The significance and large q-value of some natural and socio-economic factors suggested that these factors exerted a strong and spatially continuous impact on airborne pollutants during lockdown cases across China. Specifically, the strong meteorological conditions made local air quality not solely dependent on the emission cut during the lockdown period. Under unfavorable meteorological conditions, even a dramatic cut of anthropogenic emissions may still cause unexpected air pollution [25]. For the dominant airborne pollutants, PM2.5 and O3, the combination of local meteorological conditions and anthropogenic emissions exerted the strongest influence on their variations during lockdown. Therefore, when predicting the variation of air quality during lockdown or similar policies (e.g., orange air quality alert period in Beijing, when traffic is strictly limited), local meteorological conditions should be carefully considered.

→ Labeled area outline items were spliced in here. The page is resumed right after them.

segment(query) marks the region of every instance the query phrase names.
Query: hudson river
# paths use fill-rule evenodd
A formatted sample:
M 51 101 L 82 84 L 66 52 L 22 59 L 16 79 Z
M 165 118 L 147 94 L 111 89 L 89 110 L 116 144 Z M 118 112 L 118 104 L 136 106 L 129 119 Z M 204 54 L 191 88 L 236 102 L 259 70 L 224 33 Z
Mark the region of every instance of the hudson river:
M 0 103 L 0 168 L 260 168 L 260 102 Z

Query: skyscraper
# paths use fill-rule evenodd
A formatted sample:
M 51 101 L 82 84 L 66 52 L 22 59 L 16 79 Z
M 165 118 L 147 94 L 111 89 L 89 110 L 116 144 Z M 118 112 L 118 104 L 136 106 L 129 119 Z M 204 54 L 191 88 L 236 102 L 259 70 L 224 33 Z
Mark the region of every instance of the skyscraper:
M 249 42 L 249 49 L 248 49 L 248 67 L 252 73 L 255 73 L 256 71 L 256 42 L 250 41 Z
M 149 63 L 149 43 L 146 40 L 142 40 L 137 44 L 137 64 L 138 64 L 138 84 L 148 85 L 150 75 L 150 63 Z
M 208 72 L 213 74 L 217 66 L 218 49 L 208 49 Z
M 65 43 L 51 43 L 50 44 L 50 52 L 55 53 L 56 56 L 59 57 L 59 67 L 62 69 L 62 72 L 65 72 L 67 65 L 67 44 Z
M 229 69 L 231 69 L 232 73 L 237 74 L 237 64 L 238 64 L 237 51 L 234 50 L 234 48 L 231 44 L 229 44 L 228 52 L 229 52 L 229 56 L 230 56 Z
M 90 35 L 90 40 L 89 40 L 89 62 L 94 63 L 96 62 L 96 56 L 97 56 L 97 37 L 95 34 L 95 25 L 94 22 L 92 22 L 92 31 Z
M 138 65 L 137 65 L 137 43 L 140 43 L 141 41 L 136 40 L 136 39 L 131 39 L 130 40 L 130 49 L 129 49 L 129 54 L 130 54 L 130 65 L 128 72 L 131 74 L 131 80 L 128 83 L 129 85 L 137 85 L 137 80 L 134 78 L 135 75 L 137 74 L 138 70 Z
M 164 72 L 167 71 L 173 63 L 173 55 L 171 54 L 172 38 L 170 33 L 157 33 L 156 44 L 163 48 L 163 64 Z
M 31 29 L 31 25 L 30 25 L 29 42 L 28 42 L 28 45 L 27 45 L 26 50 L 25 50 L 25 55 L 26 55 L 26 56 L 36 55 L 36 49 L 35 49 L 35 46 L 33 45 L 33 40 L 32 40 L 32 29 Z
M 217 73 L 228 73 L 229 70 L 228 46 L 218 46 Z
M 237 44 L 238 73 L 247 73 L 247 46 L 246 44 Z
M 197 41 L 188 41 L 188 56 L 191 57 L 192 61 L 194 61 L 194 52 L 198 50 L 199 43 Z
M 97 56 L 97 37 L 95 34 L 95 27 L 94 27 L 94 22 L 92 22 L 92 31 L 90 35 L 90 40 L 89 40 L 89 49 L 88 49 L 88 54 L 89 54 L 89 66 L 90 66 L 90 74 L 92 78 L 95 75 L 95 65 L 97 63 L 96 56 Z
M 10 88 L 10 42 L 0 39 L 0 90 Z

This research studied a long time series, and the lockdown period for each city varied across 2020–2021. Therefore, it is highly difficult to completely remove the meteorological influence and fully consider the effects of lockdown on air quality. However, inspired by our previous studies [40], we employed an alternative strategy, which was to compare the concentration of airborne pollutants in the same period during 2017–2019 and the concentration during the lockdown year (2020 or 2021), aiming to minimize the meteorological influence across time. In this case, the influence of meteorological variations across time was effectively reduced. Another limitation was that during the research period, the number of lockdown cases in western China was very limited, due to the relatively low population density, COVID-19 cases and number of lockdown periods. Therefore, the effects of lockdown (strict or loose control of anthropogenic emissions) on air quality in western China requires further investigation. Furthermore, the GD-based strategy mainly examined the influence of multiple natural and socio-economic factors on the variation of airborne pollutants in isolated cities, and the influence of lockdown on the long-term transport of airborne pollutants across cities should be further examined through chemical transport models.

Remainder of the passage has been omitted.